The abyss is 174 m long and 76 m wide. It is 138.5 m deep to the surface of Dolní Lake. Below the surface of Dolní Lake are other underground spaces, so far explored to a total depth of 187.5 m. The dimensions of the abyss allow for its overall daylight and therefore it is classified in the "light hole" abyss category.

At the beginning of the Pustý Žleb (Desolate Canyon), below the town of Sloup, the waters of the Sloupský Brook (one of the tributaries of the subterranean river Punkva) helped to form an extensive system of underground passages, domes and abysses. This system, measuring approximately 650 m, is known as the Sloupsko-šošůvské jeskyně (Sloup-Šošůvka Caves).

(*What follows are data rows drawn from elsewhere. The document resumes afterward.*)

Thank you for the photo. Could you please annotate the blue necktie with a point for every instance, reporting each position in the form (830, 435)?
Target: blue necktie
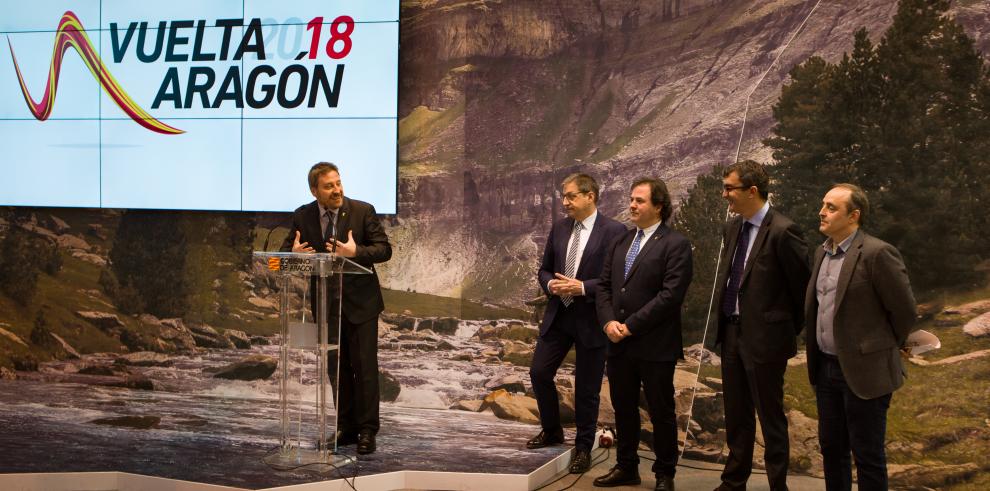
(735, 274)
(330, 232)
(633, 251)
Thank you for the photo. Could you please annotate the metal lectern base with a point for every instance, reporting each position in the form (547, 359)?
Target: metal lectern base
(311, 459)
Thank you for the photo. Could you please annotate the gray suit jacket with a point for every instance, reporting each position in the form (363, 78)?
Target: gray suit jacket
(874, 313)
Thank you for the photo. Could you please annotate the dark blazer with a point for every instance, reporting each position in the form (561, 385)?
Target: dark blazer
(604, 232)
(649, 300)
(874, 313)
(362, 299)
(770, 305)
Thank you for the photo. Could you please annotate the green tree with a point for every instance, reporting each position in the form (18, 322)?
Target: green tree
(24, 255)
(149, 257)
(700, 217)
(907, 120)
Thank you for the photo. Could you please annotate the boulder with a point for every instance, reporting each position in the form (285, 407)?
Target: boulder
(509, 383)
(931, 475)
(471, 405)
(103, 370)
(264, 303)
(971, 308)
(13, 337)
(513, 407)
(443, 325)
(134, 422)
(253, 367)
(70, 352)
(388, 386)
(799, 359)
(698, 353)
(104, 321)
(517, 353)
(67, 241)
(144, 359)
(89, 258)
(979, 326)
(175, 333)
(486, 332)
(57, 224)
(708, 411)
(208, 337)
(137, 382)
(240, 339)
(802, 433)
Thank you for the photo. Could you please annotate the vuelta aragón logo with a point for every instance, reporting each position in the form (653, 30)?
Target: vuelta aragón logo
(201, 80)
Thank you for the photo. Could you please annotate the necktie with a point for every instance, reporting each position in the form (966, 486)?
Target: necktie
(331, 226)
(570, 267)
(735, 274)
(633, 251)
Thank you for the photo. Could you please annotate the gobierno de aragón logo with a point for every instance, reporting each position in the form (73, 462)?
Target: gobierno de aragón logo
(309, 84)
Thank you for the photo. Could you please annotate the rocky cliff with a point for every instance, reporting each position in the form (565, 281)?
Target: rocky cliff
(501, 99)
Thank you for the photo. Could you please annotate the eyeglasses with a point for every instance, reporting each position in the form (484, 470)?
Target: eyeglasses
(729, 189)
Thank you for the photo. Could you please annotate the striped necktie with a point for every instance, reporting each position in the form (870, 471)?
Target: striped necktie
(731, 294)
(570, 267)
(330, 231)
(633, 252)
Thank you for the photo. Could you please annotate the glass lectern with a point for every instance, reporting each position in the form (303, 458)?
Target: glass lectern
(306, 284)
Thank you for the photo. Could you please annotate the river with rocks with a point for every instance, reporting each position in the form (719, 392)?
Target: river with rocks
(68, 416)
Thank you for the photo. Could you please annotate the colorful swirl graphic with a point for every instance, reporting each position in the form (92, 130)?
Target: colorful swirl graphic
(71, 33)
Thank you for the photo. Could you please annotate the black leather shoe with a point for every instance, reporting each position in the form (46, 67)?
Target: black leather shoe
(545, 439)
(366, 442)
(617, 477)
(345, 438)
(581, 461)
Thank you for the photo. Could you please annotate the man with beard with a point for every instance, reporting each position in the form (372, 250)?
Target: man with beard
(350, 228)
(863, 310)
(644, 279)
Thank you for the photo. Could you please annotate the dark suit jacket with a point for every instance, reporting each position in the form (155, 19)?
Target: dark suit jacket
(589, 270)
(362, 299)
(770, 296)
(649, 300)
(874, 313)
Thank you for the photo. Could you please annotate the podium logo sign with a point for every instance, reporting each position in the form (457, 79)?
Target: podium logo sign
(289, 264)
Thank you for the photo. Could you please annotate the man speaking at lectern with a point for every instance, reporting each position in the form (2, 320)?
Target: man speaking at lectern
(352, 229)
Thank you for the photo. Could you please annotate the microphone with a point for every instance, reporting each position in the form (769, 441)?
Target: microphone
(268, 236)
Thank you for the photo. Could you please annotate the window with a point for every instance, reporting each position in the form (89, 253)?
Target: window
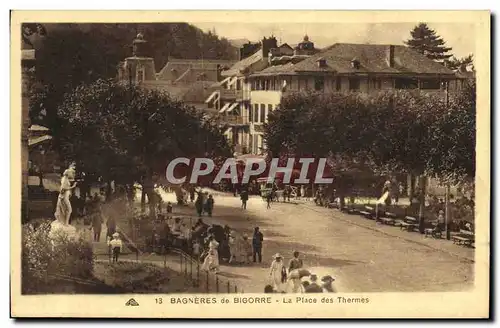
(302, 83)
(140, 75)
(375, 83)
(354, 83)
(319, 83)
(430, 84)
(406, 83)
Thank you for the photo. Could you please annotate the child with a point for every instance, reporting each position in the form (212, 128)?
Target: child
(116, 246)
(196, 249)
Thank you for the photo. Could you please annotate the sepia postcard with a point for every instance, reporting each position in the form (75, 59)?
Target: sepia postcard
(250, 164)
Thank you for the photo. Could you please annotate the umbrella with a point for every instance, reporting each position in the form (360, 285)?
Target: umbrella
(299, 274)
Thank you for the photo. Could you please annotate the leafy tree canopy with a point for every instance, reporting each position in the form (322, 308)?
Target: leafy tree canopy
(71, 54)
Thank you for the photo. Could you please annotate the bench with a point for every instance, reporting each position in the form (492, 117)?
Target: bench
(389, 221)
(408, 226)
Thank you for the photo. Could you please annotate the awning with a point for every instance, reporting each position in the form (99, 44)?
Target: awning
(224, 108)
(212, 96)
(37, 140)
(233, 106)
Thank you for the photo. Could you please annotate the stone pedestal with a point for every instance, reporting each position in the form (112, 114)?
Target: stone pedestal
(58, 229)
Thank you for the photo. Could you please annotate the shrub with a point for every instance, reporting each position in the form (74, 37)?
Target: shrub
(44, 258)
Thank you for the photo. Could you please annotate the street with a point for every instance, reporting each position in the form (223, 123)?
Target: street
(362, 259)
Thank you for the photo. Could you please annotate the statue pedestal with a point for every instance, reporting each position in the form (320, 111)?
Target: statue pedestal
(58, 229)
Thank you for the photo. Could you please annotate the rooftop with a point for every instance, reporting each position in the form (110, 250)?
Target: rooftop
(372, 59)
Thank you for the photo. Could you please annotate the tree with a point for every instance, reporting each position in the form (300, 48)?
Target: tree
(453, 134)
(426, 41)
(30, 32)
(128, 134)
(466, 62)
(71, 54)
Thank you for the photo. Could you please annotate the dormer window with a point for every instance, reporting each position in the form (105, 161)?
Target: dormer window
(321, 62)
(355, 63)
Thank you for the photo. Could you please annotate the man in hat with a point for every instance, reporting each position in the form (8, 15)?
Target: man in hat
(276, 272)
(327, 284)
(313, 286)
(295, 264)
(116, 246)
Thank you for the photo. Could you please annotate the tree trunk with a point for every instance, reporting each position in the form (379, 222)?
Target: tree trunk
(108, 190)
(423, 186)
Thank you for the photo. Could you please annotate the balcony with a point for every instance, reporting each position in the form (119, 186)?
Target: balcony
(233, 120)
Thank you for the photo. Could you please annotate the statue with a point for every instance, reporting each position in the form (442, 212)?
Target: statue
(63, 207)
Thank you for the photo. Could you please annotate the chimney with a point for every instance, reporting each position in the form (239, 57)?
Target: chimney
(390, 55)
(267, 45)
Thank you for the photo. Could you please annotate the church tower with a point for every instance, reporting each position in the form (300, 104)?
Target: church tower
(140, 67)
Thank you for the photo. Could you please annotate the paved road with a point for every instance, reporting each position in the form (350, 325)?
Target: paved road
(362, 259)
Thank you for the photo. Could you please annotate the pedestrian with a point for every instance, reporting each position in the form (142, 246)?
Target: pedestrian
(191, 194)
(328, 284)
(269, 199)
(199, 204)
(313, 286)
(97, 226)
(170, 210)
(247, 250)
(268, 289)
(111, 226)
(196, 249)
(116, 246)
(257, 240)
(210, 205)
(276, 272)
(244, 199)
(295, 264)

At 3000 m long, the viewing circuit is the longest underground trail open to the public in the Czech Republic.

==Etymology==
The name Macocha is derived from macecha, meaning "stepmother". According to a popular folk story, the abyss was named after an evil stepmother who married a widowed farmer from a nearby village. The farmer had a son whom she accepted until she gave birth to her own son. Knowing her child wouldn't inherit anything, she lured her stepson to the abyss and threw him into it. Once she realized what she's done, she decided to end her own life by jumping into the abyss as well. Surprisingly, her stepson survived, and was eventually saved by his father and other villagers. Another version of the story says that the stepmother did not commit suicide, but was instead thrown into the abyss after the villagers learnt what she had done to her stepson.